Yes. So I'll just make a follow-up comment there. All development is shared in the way that we have presented it, so 45%, 55% in terms of AGAVE, that's included as well.

All right. Perfect then. And one more question for me. Are there any specific overlapping toxicities between ruxolitinib and axatilimab that we should be thinking about or keeping an eye on heading into the combination trial?

Yes, Justin, thanks for that question. The short answer is no, which is, in fact, what makes it just an attractive combination. Axatilimab, the data we presented at ASH last year, the drug was quite well tolerated with really just some transient LFT abnormalities, no cytopenias or the kinds of things that occasionally you can run into with a JAK inhibitor. So at this stage of the game, it is that nonoverlapping toxicity, nonoverlapping mechanisms of action that make the combination so attractive.

Our next question comes from Avatar Jones with Morgan Stanley.

This is Avatar on for David this morning. Just another question regarding the JAK combination.
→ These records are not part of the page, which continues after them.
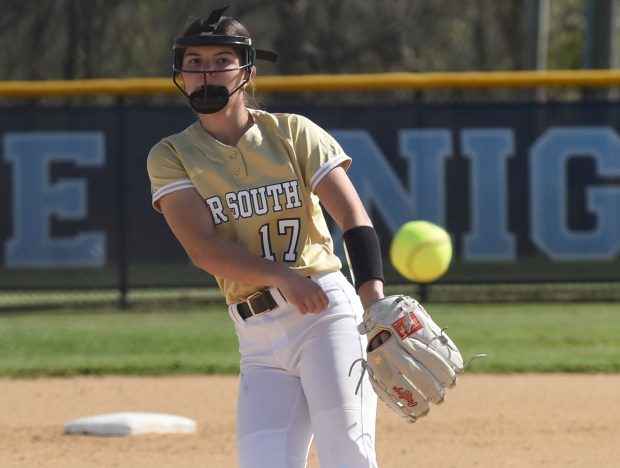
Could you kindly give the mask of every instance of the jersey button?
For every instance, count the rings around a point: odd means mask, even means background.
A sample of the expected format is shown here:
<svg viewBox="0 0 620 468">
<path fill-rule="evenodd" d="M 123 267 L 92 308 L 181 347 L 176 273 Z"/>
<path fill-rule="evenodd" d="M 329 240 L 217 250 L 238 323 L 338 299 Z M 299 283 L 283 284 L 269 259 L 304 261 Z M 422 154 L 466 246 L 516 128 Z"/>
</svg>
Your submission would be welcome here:
<svg viewBox="0 0 620 468">
<path fill-rule="evenodd" d="M 237 157 L 237 153 L 235 151 L 233 151 L 232 153 L 230 153 L 230 157 L 231 158 L 236 158 Z"/>
<path fill-rule="evenodd" d="M 241 174 L 241 169 L 239 169 L 238 167 L 235 167 L 235 170 L 233 172 L 235 173 L 235 175 L 239 175 Z"/>
</svg>

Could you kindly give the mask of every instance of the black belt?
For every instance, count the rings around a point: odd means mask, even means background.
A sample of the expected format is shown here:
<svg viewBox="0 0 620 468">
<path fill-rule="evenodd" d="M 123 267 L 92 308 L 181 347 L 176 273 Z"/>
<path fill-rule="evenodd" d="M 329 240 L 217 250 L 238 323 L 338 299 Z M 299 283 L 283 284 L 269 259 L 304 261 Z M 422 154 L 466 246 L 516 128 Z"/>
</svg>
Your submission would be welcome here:
<svg viewBox="0 0 620 468">
<path fill-rule="evenodd" d="M 237 312 L 239 312 L 243 320 L 247 320 L 253 315 L 262 314 L 276 307 L 278 307 L 278 303 L 267 289 L 252 294 L 245 302 L 239 302 L 237 304 Z"/>
</svg>

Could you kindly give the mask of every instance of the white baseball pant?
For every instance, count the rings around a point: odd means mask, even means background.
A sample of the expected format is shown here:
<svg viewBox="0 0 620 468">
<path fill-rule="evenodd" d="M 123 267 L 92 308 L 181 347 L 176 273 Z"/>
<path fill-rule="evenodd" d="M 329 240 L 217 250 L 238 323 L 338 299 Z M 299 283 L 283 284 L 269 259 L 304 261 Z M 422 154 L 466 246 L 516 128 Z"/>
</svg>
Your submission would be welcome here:
<svg viewBox="0 0 620 468">
<path fill-rule="evenodd" d="M 322 468 L 376 467 L 377 397 L 368 376 L 357 395 L 367 340 L 363 307 L 341 272 L 312 276 L 329 298 L 302 315 L 271 288 L 278 308 L 243 320 L 229 313 L 241 353 L 237 454 L 242 468 L 305 467 L 313 435 Z"/>
</svg>

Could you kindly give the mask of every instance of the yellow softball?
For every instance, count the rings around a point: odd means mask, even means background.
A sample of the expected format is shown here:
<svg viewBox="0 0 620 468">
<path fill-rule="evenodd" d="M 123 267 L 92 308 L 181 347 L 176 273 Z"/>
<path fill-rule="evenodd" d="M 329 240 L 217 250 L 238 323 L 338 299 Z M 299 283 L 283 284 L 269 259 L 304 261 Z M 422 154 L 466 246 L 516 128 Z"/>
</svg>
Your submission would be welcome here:
<svg viewBox="0 0 620 468">
<path fill-rule="evenodd" d="M 396 271 L 418 283 L 439 279 L 448 271 L 451 259 L 450 235 L 428 221 L 404 224 L 390 246 L 390 260 Z"/>
</svg>

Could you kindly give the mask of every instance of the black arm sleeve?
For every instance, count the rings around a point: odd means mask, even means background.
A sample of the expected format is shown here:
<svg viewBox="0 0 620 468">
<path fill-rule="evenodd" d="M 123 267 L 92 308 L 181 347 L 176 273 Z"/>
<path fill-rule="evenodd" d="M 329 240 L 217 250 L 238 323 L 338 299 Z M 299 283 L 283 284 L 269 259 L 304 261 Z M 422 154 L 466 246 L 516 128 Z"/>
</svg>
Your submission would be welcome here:
<svg viewBox="0 0 620 468">
<path fill-rule="evenodd" d="M 375 229 L 357 226 L 345 232 L 342 239 L 355 290 L 358 291 L 362 284 L 371 279 L 383 282 L 381 248 Z"/>
</svg>

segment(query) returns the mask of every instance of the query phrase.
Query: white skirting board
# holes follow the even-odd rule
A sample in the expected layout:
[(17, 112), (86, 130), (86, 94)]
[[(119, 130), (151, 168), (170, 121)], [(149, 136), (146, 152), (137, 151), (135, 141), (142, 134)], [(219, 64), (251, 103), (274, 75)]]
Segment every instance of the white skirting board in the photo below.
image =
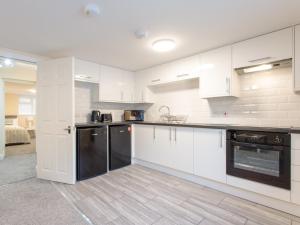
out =
[(239, 198), (243, 198), (249, 200), (251, 202), (255, 202), (273, 209), (277, 209), (295, 216), (300, 217), (300, 205), (296, 205), (290, 202), (281, 201), (277, 199), (273, 199), (261, 194), (257, 194), (251, 191), (247, 191), (244, 189), (236, 188), (227, 184), (219, 183), (216, 181), (208, 180), (202, 177), (195, 176), (193, 174), (187, 174), (181, 171), (177, 171), (171, 168), (167, 168), (164, 166), (160, 166), (154, 163), (146, 162), (139, 159), (132, 159), (133, 164), (138, 164), (141, 166), (145, 166), (151, 169), (158, 170), (163, 173), (167, 173), (227, 194), (231, 194), (237, 196)]

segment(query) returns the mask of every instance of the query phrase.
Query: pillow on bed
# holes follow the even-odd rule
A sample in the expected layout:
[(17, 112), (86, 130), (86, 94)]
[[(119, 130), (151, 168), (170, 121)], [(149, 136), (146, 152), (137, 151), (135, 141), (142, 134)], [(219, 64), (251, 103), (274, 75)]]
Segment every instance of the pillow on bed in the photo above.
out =
[(5, 118), (5, 125), (18, 125), (18, 118)]
[(5, 125), (14, 125), (14, 119), (5, 119)]

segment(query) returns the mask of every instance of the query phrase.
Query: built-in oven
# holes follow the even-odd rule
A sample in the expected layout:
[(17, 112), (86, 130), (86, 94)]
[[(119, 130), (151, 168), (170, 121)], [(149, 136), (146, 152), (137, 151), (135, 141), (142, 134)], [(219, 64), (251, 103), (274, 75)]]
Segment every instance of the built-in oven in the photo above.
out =
[(290, 189), (290, 146), (288, 133), (228, 130), (227, 174)]

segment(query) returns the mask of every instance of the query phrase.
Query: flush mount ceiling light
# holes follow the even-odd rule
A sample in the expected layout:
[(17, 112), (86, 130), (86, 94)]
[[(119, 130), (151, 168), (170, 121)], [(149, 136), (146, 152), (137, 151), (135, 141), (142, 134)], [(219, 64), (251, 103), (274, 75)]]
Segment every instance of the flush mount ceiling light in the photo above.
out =
[(244, 73), (259, 72), (259, 71), (264, 71), (264, 70), (270, 70), (272, 68), (273, 68), (272, 64), (264, 64), (264, 65), (246, 68), (246, 69), (244, 69)]
[(175, 41), (171, 39), (161, 39), (152, 43), (152, 48), (157, 52), (168, 52), (176, 47)]
[(84, 8), (84, 14), (87, 16), (98, 16), (100, 14), (100, 8), (94, 3), (87, 4)]

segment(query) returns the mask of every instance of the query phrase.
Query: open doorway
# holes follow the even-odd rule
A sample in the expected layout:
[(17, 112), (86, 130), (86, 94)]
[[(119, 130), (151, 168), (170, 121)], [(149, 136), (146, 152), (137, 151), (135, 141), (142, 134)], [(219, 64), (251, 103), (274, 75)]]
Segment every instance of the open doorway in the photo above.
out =
[(3, 159), (0, 185), (36, 176), (36, 65), (0, 57), (4, 89)]

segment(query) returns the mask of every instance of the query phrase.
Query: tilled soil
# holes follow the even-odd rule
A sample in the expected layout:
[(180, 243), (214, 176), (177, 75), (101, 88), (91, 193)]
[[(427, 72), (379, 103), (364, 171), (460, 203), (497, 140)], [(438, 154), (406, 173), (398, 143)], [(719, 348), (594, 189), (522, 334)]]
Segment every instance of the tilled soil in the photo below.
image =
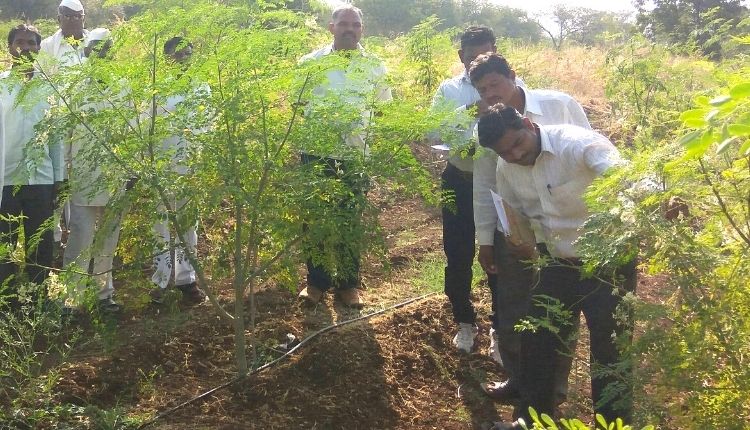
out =
[[(415, 289), (410, 276), (425, 258), (441, 255), (439, 210), (417, 199), (385, 203), (383, 196), (371, 198), (383, 199), (381, 225), (389, 251), (385, 262), (364, 264), (368, 306), (353, 311), (329, 295), (309, 307), (288, 289), (272, 286), (259, 292), (255, 367), (283, 354), (279, 344), (288, 333), (304, 339), (424, 292)], [(433, 290), (423, 300), (317, 336), (278, 365), (160, 417), (148, 428), (480, 429), (509, 419), (511, 408), (494, 404), (479, 388), (483, 381), (504, 377), (487, 355), (486, 318), (480, 318), (477, 350), (458, 353), (451, 343), (455, 325), (449, 304), (441, 286)], [(480, 315), (486, 316), (489, 292), (483, 282), (474, 296)], [(591, 415), (588, 342), (582, 331), (571, 394), (561, 407), (566, 416)], [(109, 336), (108, 342), (85, 343), (61, 369), (55, 389), (59, 401), (117, 408), (143, 422), (235, 375), (232, 329), (208, 303), (172, 311), (146, 308), (126, 315)]]

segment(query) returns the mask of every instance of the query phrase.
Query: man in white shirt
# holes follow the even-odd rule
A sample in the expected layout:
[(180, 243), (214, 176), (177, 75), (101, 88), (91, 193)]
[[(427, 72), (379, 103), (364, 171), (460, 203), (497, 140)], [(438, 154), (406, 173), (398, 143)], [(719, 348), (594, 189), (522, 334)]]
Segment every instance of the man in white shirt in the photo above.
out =
[(86, 14), (79, 0), (62, 0), (57, 8), (60, 29), (44, 39), (39, 65), (47, 75), (60, 67), (73, 66), (85, 61), (84, 48), (89, 32), (84, 29)]
[[(433, 106), (450, 103), (456, 109), (466, 109), (481, 103), (479, 93), (471, 85), (469, 66), (479, 55), (485, 52), (496, 52), (495, 34), (489, 27), (471, 26), (461, 34), (461, 49), (458, 57), (464, 65), (464, 71), (451, 79), (443, 81), (435, 93)], [(474, 127), (467, 130), (466, 141), (473, 137)], [(453, 337), (453, 344), (459, 350), (471, 352), (478, 332), (476, 311), (471, 303), (472, 269), (475, 254), (474, 209), (472, 205), (473, 188), (473, 151), (450, 154), (445, 170), (441, 175), (441, 186), (445, 203), (442, 206), (443, 250), (446, 257), (445, 295), (451, 303), (453, 320), (458, 331)], [(493, 297), (490, 321), (490, 356), (502, 363), (498, 350), (495, 312), (496, 277), (488, 274), (487, 283)]]
[[(362, 11), (352, 5), (337, 7), (332, 15), (328, 30), (333, 35), (333, 43), (305, 55), (300, 63), (312, 63), (313, 66), (329, 65), (323, 72), (322, 82), (312, 91), (306, 109), (306, 120), (321, 121), (333, 119), (326, 103), (335, 101), (340, 121), (336, 127), (345, 128), (335, 142), (328, 146), (310, 147), (301, 154), (303, 166), (318, 169), (328, 178), (340, 181), (347, 189), (329, 201), (329, 209), (345, 221), (341, 229), (350, 228), (350, 234), (342, 230), (324, 233), (315, 230), (315, 222), (306, 223), (305, 230), (308, 243), (305, 245), (307, 255), (307, 287), (300, 292), (300, 298), (311, 304), (317, 304), (325, 292), (334, 288), (341, 301), (350, 307), (363, 306), (359, 293), (360, 243), (354, 238), (358, 234), (368, 179), (358, 171), (358, 164), (367, 156), (368, 145), (365, 141), (368, 123), (373, 112), (371, 105), (375, 101), (391, 100), (390, 88), (383, 84), (385, 66), (372, 55), (366, 53), (359, 41), (363, 32)], [(336, 56), (336, 57), (334, 57)], [(338, 60), (333, 66), (327, 63)], [(343, 119), (341, 119), (343, 118)], [(327, 236), (327, 237), (323, 237)], [(346, 237), (348, 236), (348, 237)], [(336, 257), (331, 269), (313, 258), (315, 249), (322, 249), (323, 243), (336, 243)]]
[[(574, 245), (589, 215), (583, 194), (597, 176), (622, 162), (619, 152), (606, 137), (592, 130), (568, 124), (540, 126), (503, 104), (491, 107), (479, 119), (477, 128), (480, 145), (499, 156), (498, 193), (513, 209), (535, 222), (539, 252), (552, 259), (541, 269), (532, 293), (542, 296), (539, 300), (544, 304), (559, 301), (570, 312), (567, 317), (555, 317), (562, 319), (558, 333), (545, 327), (523, 332), (518, 387), (521, 400), (514, 416), (530, 424), (529, 407), (539, 414), (553, 415), (553, 383), (560, 367), (549, 364), (564, 354), (564, 339), (571, 335), (582, 312), (591, 334), (591, 367), (599, 369), (591, 382), (594, 409), (608, 422), (619, 417), (628, 423), (631, 392), (627, 383), (599, 403), (605, 399), (608, 385), (622, 382), (601, 369), (614, 370), (622, 365), (617, 345), (621, 339), (613, 338), (613, 333), (619, 337), (627, 328), (617, 323), (614, 314), (623, 295), (635, 291), (634, 257), (623, 258), (627, 263), (620, 267), (600, 267), (594, 277), (581, 279), (581, 261)], [(532, 258), (529, 249), (513, 249), (510, 242), (506, 247), (521, 258)], [(529, 307), (527, 313), (532, 318), (549, 318), (548, 309), (539, 304)], [(516, 422), (496, 428), (521, 427)]]
[[(193, 44), (183, 37), (175, 36), (164, 43), (164, 55), (177, 65), (186, 66), (192, 54)], [(207, 85), (202, 85), (195, 88), (194, 92), (196, 94), (209, 93), (210, 89)], [(159, 107), (158, 114), (166, 117), (173, 115), (185, 100), (185, 94), (171, 95), (166, 99), (164, 106)], [(178, 175), (185, 175), (188, 172), (185, 159), (189, 153), (189, 144), (190, 142), (184, 135), (170, 136), (162, 142), (162, 154), (168, 154), (172, 158), (173, 171)], [(185, 205), (185, 201), (173, 201), (171, 204), (173, 204), (173, 207), (170, 209), (179, 210)], [(185, 230), (183, 236), (185, 242), (182, 243), (176, 235), (172, 237), (167, 213), (163, 207), (160, 206), (159, 209), (159, 220), (154, 223), (154, 233), (157, 240), (161, 242), (162, 252), (154, 256), (155, 270), (151, 276), (151, 282), (155, 285), (155, 288), (151, 291), (151, 300), (157, 304), (162, 303), (164, 292), (174, 274), (174, 286), (182, 293), (182, 298), (192, 304), (202, 303), (206, 299), (206, 293), (198, 287), (198, 276), (185, 252), (185, 247), (187, 247), (193, 255), (196, 255), (198, 247), (197, 226), (191, 225)]]
[[(58, 73), (62, 68), (82, 64), (86, 60), (84, 49), (89, 32), (84, 28), (86, 14), (83, 4), (79, 0), (62, 0), (57, 7), (57, 23), (59, 29), (42, 40), (37, 64), (42, 74), (47, 78)], [(66, 143), (66, 152), (70, 143)], [(66, 174), (67, 179), (67, 174)], [(70, 223), (69, 205), (63, 207), (65, 224)], [(62, 241), (62, 226), (55, 226), (55, 242)]]
[[(469, 77), (482, 98), (477, 109), (480, 114), (486, 112), (486, 106), (504, 102), (540, 124), (575, 124), (591, 128), (583, 108), (571, 96), (559, 91), (529, 90), (517, 85), (515, 72), (499, 54), (479, 55), (471, 64)], [(497, 291), (493, 296), (497, 301), (496, 333), (500, 356), (509, 378), (505, 382), (486, 384), (483, 388), (497, 401), (512, 402), (519, 394), (521, 366), (520, 334), (515, 326), (526, 315), (531, 302), (530, 289), (535, 284), (535, 272), (522, 261), (524, 258), (514, 255), (505, 246), (504, 237), (497, 232), (498, 217), (490, 193), (490, 190), (496, 191), (497, 160), (497, 155), (484, 148), (480, 148), (478, 158), (474, 160), (474, 221), (479, 242), (479, 263), (486, 272), (497, 275)], [(559, 358), (559, 379), (555, 382), (558, 403), (567, 396), (574, 340), (569, 350), (569, 355)]]
[[(111, 45), (109, 30), (93, 30), (85, 47), (87, 58), (94, 54), (99, 59), (107, 55)], [(93, 60), (92, 60), (93, 61)], [(83, 106), (82, 110), (96, 111), (101, 106)], [(112, 263), (120, 237), (120, 214), (108, 214), (110, 195), (99, 183), (101, 157), (107, 154), (99, 147), (91, 147), (91, 136), (79, 126), (73, 131), (70, 151), (70, 233), (63, 253), (63, 268), (72, 264), (77, 270), (89, 272), (89, 261), (93, 260), (93, 281), (98, 287), (97, 306), (100, 312), (113, 314), (120, 305), (113, 299), (114, 285)], [(96, 240), (95, 240), (96, 239)], [(77, 287), (83, 286), (83, 278), (74, 276)]]
[[(21, 24), (10, 30), (8, 46), (13, 65), (0, 75), (0, 126), (2, 128), (3, 196), (0, 214), (23, 216), (28, 281), (43, 284), (52, 266), (52, 231), (45, 223), (53, 215), (57, 188), (63, 180), (63, 154), (57, 142), (34, 142), (35, 126), (44, 118), (51, 95), (40, 79), (35, 79), (34, 57), (39, 52), (41, 34), (35, 27)], [(15, 247), (20, 222), (0, 220), (2, 240)], [(39, 241), (34, 239), (39, 236)], [(0, 263), (0, 284), (5, 284), (18, 267)], [(39, 295), (46, 297), (40, 290)]]

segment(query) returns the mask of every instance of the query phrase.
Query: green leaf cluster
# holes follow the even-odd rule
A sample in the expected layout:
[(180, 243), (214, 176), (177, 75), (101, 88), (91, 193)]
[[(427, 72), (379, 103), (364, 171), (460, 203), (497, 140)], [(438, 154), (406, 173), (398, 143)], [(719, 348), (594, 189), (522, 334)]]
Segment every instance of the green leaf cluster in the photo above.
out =
[[(644, 47), (643, 49), (648, 49)], [(634, 298), (637, 415), (668, 428), (744, 429), (750, 422), (750, 105), (746, 65), (721, 64), (683, 82), (658, 79), (675, 60), (620, 53), (621, 146), (631, 162), (597, 181), (580, 241), (595, 265), (637, 253)], [(651, 52), (651, 54), (648, 54)], [(646, 55), (644, 56), (644, 53)], [(644, 63), (645, 61), (645, 63)], [(644, 77), (645, 79), (641, 79)], [(629, 89), (626, 89), (629, 88)], [(692, 104), (692, 107), (691, 107)], [(646, 108), (646, 109), (644, 109)], [(654, 121), (655, 118), (660, 121)], [(666, 214), (676, 202), (682, 212)]]

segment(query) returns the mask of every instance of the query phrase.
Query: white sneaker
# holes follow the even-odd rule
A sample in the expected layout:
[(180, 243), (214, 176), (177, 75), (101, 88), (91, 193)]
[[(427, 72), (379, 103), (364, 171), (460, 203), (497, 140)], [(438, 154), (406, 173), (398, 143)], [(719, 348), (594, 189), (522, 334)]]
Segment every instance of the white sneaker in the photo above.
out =
[(471, 352), (478, 332), (479, 329), (474, 324), (458, 323), (458, 333), (453, 338), (453, 344), (461, 351)]
[(500, 339), (497, 337), (497, 332), (494, 328), (490, 329), (490, 357), (495, 360), (495, 363), (503, 366), (503, 359), (500, 357)]

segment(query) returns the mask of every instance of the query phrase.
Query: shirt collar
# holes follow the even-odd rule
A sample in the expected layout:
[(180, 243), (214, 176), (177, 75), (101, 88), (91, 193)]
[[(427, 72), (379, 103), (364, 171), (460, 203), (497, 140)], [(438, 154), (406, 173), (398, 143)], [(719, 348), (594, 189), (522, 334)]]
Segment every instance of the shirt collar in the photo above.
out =
[(467, 84), (471, 84), (471, 78), (469, 77), (469, 72), (466, 71), (464, 68), (463, 73), (459, 76), (462, 81), (466, 81)]
[(542, 106), (539, 104), (539, 99), (534, 96), (534, 92), (527, 91), (521, 86), (518, 86), (518, 89), (521, 90), (524, 95), (524, 101), (526, 104), (526, 106), (524, 106), (524, 116), (529, 113), (534, 116), (544, 116)]
[(538, 124), (535, 125), (537, 126), (537, 130), (539, 131), (539, 138), (542, 140), (542, 152), (549, 152), (552, 155), (557, 155), (557, 150), (552, 146), (552, 143), (549, 140), (549, 134), (547, 134), (547, 130), (545, 130), (544, 127), (541, 127)]
[[(361, 52), (361, 53), (364, 54), (365, 48), (362, 46), (362, 44), (357, 43), (357, 49), (359, 50), (359, 52)], [(334, 49), (333, 49), (333, 42), (331, 42), (330, 45), (326, 46), (326, 50), (325, 50), (324, 54), (328, 55), (328, 54), (330, 54), (333, 51), (334, 51)]]

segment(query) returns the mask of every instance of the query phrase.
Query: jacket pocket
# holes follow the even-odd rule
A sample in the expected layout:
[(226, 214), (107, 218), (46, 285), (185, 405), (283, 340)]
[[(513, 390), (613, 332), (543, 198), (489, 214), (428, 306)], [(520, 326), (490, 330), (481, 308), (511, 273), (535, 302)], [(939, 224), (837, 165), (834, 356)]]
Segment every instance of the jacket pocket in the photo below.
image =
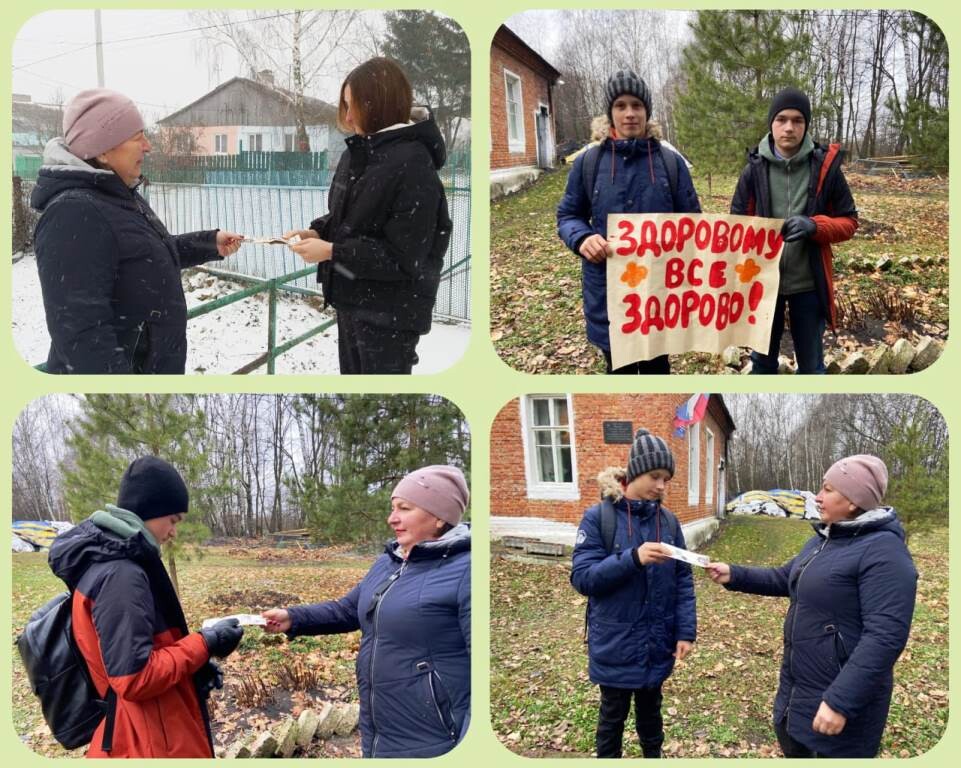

Could you really provide a little color on that scientific rationale? And any commentary that you have in regards to the recent discussions of JAK safety and how this approach plays out in the context of that?

Sure. So Peter, do you want to make a couple of comments about the scientific rationale for the combination, then I can comment on the safety?

Yes, sure. So obviously, the 2 mechanisms target sort of different components of particularly GVHD in terms of the T cell component and more of the inflammatory reaction where the JAK inhibitors are more effective. And so we think the combination overlaps very nicely and targeting both the monocytes and macrophages that contribute to the fibrosis and more of the T cells, which contribute to the inflammatory side.

And I guess I would say in terms of -- we always think in terms of benefit-risk. And so I think the risks that are -- have been identified with the JAK inhibitor class are potentially of less impact in this patient population where the benefit is sorely needed. These are patients who have life-threatening diseases. So obviously, we'll continue to monitor all of the known JAK safety issues. But I think in this case, the benefit-risk is really a different calculation than it is in some of autoimmune diseases.

We have no further questions. I'd like to turn the call back over to Dr. Briggs Morrison for any closing remarks.

Great. Thanks very much, operator. And again, thank you, everybody, for joining us on the call. As you can tell, we're really quite excited. We think this unlocks tremendous value for axatilimab, and importantly, allows us to maximize the value of that molecule and of our Menin program. So thanks so much for your questions, and we look forward to following up with you in the future.

This does conclude the program. You may now disconnect. Everyone, have a great day.